In the recommendation part, the project concluded that a form of territorialisation of public and collective intervention, and policies, is necessary. This essentially requires forming partnerships between the federal and especially provincial level, on the one hand, and regional and local actors on the other hand. However, one should note here that it is difficult to obtain social quality and public policy by relying only on state intervention, (Vaillancourt, 2008). And that is where the distinction between co-construction and co-production of policy begins to be helpful. Besides, at the local level, it is critical to provide training for actors in the use of various tools for helping farmers and groups of farmers, and as well in the whole field of climate change. For instance, developing a credible and respected local presence, depending on each region, is in effect equivalent to developing a form of extension network.
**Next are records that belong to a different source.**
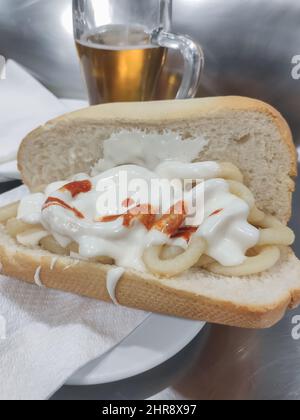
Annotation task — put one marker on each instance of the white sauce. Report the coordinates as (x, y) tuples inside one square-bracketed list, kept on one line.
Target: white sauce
[(223, 222), (37, 277), (112, 280), (31, 239), (147, 150)]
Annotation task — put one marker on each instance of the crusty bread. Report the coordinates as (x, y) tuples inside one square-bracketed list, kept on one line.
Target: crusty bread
[(246, 132)]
To conclude, it is important to encourage exchanges on a more systematic and regular basis between farmers, and between farmers and professionals associated with agriculture in each region. Since public policy is a form of intervention and since climate change is not the only stress that impacts agriculture, public policy should be based firmly on a holistic approach in which policies and programs at all scales including the regional level, that influence agriculture, the environment and agricultural and rural communities, must be integrated and monitored to ensure a minimum of conflict between the policies so that they do not themselves obstruct the process of adaptation. It is important not to forget that public policy is a complex process. “Intervention by the public authorities may take a large variety of forms, including legislation, regulations, policy statements, white papers, budget announcements and fiscal measures” (Vaillancourt, 2008). To add to and in order to enable the potential of policies and programs to be used effectively to enhance the adaptive capacity of farmers, the issue of adaptation to climate change needs to be addressed more explicitly in the implementation of these policies and programs. Of course, this is more easily said than done.